A BTL mortgage could suit investors with enough equity to put down a deposit of at least 20% of the value of the property (but some lenders could require up to 40%.)
Your credit record is closely scrutinised with a BTL mortgage, as with a regular mortgage application.
Interest rates for BTL mortgages are usually higher than a regular mortgage.
Things to remember If you have a BTL mortgage already and its fixed interest rate term is coming to an end, you may be thinking about switching products or providers to gain a better deal. Here are some other things to look out for:
Examine all of your options into the type of product to suit your investment going forward. A financial adviser is best placed to help you with this.
Don’t forget to research any fees and charges around changing your product too, as these could be higher than you expect.
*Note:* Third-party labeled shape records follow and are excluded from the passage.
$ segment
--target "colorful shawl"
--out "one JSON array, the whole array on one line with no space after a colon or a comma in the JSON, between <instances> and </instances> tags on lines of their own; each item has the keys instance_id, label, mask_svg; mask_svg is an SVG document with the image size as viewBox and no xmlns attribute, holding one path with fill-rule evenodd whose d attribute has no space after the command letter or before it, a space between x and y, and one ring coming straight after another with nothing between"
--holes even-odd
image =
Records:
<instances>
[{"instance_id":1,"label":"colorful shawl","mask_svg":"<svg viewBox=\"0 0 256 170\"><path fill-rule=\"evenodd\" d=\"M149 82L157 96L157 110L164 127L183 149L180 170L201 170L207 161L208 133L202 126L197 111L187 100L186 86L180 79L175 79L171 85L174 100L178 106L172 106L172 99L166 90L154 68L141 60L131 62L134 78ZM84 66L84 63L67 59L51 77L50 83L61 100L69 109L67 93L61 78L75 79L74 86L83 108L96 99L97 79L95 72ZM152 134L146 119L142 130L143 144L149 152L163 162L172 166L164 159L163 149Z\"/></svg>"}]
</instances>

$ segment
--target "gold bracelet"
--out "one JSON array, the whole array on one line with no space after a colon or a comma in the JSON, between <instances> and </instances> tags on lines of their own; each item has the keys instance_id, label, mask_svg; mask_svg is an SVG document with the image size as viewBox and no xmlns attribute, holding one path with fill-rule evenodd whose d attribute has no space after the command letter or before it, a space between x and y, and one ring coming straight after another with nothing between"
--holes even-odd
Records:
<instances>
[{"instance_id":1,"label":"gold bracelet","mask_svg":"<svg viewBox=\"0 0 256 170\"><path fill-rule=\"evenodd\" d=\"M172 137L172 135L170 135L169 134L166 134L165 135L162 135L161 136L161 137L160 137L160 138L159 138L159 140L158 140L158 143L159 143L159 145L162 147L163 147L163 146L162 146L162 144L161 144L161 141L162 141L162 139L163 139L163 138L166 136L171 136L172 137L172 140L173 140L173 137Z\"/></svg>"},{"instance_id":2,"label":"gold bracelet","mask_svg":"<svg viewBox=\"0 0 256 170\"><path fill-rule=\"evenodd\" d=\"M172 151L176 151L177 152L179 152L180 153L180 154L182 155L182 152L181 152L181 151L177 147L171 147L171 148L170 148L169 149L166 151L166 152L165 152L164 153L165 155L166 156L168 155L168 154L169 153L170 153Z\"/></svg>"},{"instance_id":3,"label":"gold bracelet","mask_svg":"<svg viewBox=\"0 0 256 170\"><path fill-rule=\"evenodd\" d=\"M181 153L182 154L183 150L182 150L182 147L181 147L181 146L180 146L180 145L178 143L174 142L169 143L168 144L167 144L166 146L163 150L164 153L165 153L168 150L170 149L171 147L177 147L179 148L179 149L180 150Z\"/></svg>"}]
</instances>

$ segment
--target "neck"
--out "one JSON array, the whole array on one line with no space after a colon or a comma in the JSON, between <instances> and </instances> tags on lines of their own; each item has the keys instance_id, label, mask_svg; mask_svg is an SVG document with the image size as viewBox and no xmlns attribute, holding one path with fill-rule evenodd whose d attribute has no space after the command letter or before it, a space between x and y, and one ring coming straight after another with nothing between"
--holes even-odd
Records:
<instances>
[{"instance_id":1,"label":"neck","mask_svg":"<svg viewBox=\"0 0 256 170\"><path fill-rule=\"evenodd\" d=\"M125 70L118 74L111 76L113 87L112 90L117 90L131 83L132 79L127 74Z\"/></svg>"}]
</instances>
When changing products, you may be asked about your property’s rental income history in order to assure any new lenders that you are able to keep up with mortgage payments.
Show that you have sufficient savings to cover any gaps in rental periods when your property could be unoccupied.
For your own peace of mind, having a cushion of savings available to cover any essential repairs is important.
If you are looking to remortgage your BTL property or are thinking about transferring your mortgage to a different provider, our advisers can help you find a product that best suits you. Some buy to let mortgages are not regulated by the Financial Conduct Authority. YOUR PROPERTY MAY BE REPOSSESSED IF YOU DO NOT KEEP UP REPAYMENTS ON A MORTGAGE
Many fixed mortgage deals will be approaching the end of their term this February, so it’s a good idea to review your BTL mortgage.
BTL mortgages come with different terms and rules than a regular mortgage. It’s important to research all of your options when changing BTL mortgage products. A financial adviser is best placed to help you with this.